For positive-tone patterning, the aZIF films were first placed in a 60 ml PFA vessel with a bed of 0.2 g of 4,5-dichloroimidazole and heated at 75 °C for 1.5 h. The 4,5-dichloroimidazole-treated aZIF was then exposed to an electron beam using a Thermo Fisher Helios G4 UC DualBeam microscope operating at 20 kV accelerating voltage and 100 pA beam current. The areal doses were 2 mC cm–2 for all the patterns. After exposure, the aZIF films were immersed in n-methyl-2-pyrrolidone (NMP) and acetone each for 10 s and blow dried in a stream of nitrogen gas.
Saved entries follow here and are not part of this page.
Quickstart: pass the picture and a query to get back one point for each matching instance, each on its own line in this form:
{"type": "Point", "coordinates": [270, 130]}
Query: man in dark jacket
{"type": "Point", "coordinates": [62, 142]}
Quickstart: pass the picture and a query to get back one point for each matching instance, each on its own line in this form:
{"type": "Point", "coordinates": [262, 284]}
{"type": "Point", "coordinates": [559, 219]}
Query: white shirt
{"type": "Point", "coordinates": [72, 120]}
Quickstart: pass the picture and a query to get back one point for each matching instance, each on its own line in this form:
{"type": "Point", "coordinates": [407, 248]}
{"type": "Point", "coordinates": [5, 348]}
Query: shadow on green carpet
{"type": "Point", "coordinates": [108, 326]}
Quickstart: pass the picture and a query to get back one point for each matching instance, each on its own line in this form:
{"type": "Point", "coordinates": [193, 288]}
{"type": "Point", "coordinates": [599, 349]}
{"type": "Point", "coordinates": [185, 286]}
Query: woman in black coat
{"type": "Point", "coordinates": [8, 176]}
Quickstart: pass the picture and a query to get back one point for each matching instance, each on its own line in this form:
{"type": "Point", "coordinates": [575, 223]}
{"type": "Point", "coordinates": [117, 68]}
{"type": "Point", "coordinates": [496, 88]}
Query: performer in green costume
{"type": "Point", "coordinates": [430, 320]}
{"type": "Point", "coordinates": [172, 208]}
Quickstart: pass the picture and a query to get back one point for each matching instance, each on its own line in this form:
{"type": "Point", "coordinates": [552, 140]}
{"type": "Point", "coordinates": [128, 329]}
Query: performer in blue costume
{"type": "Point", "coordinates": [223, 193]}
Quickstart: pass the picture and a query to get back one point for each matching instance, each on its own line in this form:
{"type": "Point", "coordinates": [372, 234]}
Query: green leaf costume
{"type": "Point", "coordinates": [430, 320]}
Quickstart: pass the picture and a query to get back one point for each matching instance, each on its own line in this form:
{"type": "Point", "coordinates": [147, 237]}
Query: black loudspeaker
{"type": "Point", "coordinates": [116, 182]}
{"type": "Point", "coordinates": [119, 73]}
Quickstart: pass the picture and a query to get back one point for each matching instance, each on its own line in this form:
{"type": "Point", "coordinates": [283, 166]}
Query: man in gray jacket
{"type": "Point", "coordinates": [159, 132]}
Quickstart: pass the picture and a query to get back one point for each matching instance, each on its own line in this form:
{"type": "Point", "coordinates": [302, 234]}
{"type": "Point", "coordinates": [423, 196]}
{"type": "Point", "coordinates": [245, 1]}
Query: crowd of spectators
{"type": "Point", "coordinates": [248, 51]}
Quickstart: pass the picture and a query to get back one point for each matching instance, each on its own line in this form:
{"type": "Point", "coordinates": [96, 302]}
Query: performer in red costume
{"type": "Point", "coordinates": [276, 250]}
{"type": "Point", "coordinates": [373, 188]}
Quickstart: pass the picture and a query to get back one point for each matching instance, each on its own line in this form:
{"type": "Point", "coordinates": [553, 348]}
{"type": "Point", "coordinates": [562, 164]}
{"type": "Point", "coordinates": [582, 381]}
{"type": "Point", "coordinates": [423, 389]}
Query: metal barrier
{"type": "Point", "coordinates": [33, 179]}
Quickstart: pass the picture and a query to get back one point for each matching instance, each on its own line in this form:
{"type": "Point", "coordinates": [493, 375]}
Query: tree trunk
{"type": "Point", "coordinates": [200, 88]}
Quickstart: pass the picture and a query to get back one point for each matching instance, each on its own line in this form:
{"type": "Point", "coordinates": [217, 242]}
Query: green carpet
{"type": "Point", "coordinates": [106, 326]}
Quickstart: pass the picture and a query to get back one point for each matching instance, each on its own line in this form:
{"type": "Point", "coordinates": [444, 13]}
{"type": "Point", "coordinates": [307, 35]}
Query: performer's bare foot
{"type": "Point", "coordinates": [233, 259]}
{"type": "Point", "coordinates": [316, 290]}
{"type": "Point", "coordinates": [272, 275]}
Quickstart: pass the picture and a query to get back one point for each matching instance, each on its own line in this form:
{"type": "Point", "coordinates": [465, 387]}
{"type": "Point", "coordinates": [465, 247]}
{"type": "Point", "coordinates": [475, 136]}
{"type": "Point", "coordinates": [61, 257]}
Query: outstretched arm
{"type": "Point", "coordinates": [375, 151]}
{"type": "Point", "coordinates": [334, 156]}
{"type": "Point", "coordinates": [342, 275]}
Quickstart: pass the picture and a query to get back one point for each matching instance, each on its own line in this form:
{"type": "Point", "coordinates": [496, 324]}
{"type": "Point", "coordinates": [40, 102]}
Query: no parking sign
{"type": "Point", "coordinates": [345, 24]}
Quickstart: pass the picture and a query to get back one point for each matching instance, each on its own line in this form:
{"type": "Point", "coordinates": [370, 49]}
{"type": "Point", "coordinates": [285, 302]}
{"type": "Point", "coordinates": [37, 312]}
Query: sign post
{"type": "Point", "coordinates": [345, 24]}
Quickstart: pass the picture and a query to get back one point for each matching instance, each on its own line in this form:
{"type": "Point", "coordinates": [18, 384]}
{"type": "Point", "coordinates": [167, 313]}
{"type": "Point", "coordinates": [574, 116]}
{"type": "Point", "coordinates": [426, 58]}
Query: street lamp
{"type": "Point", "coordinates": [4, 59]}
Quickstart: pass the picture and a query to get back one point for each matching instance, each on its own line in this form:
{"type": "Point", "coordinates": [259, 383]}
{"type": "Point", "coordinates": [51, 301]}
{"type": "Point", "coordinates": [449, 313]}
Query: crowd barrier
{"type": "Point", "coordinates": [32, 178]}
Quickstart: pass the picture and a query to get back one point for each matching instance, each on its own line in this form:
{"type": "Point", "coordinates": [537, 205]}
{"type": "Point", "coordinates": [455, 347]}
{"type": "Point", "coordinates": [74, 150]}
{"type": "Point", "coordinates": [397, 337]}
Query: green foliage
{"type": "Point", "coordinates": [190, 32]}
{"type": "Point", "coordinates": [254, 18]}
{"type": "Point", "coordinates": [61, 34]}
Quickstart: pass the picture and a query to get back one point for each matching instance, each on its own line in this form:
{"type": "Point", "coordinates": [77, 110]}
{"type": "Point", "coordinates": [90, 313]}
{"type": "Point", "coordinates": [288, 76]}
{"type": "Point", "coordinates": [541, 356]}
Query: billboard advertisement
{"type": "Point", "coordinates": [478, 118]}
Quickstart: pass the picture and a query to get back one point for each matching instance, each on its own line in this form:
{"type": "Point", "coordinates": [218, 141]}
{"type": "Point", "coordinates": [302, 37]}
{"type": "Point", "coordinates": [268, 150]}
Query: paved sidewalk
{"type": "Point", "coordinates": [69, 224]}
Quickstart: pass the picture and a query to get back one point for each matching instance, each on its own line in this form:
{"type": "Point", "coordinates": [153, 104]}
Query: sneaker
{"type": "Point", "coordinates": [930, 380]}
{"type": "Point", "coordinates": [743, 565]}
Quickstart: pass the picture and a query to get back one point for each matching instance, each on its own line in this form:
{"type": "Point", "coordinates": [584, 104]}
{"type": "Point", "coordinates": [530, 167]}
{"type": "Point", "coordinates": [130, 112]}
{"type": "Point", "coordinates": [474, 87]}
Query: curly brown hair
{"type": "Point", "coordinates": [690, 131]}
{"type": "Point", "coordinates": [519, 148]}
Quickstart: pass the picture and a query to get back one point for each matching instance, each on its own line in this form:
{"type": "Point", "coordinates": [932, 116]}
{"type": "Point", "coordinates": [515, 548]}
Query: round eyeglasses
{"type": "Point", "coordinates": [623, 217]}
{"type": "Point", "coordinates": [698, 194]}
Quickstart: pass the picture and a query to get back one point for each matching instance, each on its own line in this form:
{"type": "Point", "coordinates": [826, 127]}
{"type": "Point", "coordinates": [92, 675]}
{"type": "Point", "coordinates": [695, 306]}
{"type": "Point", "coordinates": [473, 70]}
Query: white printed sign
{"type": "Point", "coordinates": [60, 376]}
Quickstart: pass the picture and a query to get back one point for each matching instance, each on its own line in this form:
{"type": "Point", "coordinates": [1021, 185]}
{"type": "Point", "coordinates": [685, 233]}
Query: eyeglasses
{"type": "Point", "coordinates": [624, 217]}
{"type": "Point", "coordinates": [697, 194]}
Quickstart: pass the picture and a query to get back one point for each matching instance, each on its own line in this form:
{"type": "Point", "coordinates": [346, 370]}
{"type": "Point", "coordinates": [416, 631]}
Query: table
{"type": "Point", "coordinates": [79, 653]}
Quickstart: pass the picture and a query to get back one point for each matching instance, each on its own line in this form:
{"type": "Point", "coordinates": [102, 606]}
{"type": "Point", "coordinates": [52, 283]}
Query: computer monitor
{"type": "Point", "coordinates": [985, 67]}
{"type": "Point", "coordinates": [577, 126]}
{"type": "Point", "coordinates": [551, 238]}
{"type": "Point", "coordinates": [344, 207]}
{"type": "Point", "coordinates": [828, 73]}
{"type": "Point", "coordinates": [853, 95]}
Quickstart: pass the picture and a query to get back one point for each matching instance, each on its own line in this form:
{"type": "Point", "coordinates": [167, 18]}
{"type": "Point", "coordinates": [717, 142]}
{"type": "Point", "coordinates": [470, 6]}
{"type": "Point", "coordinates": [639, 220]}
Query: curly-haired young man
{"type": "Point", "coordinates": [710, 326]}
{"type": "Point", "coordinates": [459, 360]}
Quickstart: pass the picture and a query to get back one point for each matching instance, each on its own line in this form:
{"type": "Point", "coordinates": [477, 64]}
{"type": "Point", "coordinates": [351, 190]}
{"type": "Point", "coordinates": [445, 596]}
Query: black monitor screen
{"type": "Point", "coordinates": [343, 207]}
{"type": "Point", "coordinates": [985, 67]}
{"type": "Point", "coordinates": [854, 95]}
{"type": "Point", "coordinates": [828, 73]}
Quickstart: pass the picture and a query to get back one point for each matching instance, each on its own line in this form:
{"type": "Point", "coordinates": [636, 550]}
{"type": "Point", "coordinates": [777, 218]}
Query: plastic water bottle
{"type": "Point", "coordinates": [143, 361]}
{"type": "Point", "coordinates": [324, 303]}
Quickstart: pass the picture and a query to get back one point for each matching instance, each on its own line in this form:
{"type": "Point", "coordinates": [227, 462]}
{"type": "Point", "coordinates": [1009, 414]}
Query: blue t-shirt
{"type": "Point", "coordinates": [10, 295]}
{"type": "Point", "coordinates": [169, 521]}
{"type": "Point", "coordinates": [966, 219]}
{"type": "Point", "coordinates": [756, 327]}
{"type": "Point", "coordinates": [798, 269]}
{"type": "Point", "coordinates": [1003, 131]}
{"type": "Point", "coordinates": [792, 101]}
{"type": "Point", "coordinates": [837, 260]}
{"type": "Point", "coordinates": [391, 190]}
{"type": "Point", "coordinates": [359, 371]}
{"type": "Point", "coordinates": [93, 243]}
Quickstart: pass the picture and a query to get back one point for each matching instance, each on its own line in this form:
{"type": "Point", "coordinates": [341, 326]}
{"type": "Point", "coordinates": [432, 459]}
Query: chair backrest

Spin coating of aZIF films on silicon wafers

Aqueous solutions of Zn(NO3)2 (4 mmol l–1) and 2-mIm (32 mmol l–1) were mixed in a T connector (0.5 mm inner diameter) at 1 ml min–1 injection rate using a two-channel syringe pump. The mixed solution was spin coated on silicon wafers and spinning at speeds between 500 and 2,000 r.p.m. for 1 min, followed by 10 s spinning at 2,000 r.p.m. to completely dry the film. The spin-coated films were exposed to an electron beam using line patterns of 100 nm width and 400 nm spacing and developed in deionized water for 24 h. The height of the line patterns were measured to determine the thickness of spin-coated films.

Structural simulation

The simulation of the 2DZIF structure was carried out by the DFT calculations. At first, the reported ZIF-L structure was imported into forcite module in Materials Studio software (Accelrys) (v8.0.0.843) to calculate the initial structural model, and the unit cell was set to be orthorhombic with a = 24.0 Å, b = 20.0 Å, c = 20.0 Å, α = 90°, β = 90°, γ = 90°, whereas the connectivity was kept. The calculation task was geometry optimization. The quality was set to be fine, and the ‘smart’ algorithm was selected. After that, van der Waals DFT calculations were performed using the QUANTUM ESPRESSO package50,51. The Brillouin zone was sampled at the gamma point. An energy cutoff of 60 Ry was used for the plane-wave expansion of wavefunctions. A kinetic energy cutoff of 480 Ry on the charge was used together with ultrasoft pseudopotentials52,53. The relaxation was performed with the Perdew–Burke–Ernzerhof functional54. The system was relaxed to the lowest-energy configuration of atoms. The surface geometry had been optimized with the convergence thresholds of 1 × 10−4 Ry and 3.28 × 10−3 Ry Bohr–1 for the total energy and forces, respectively.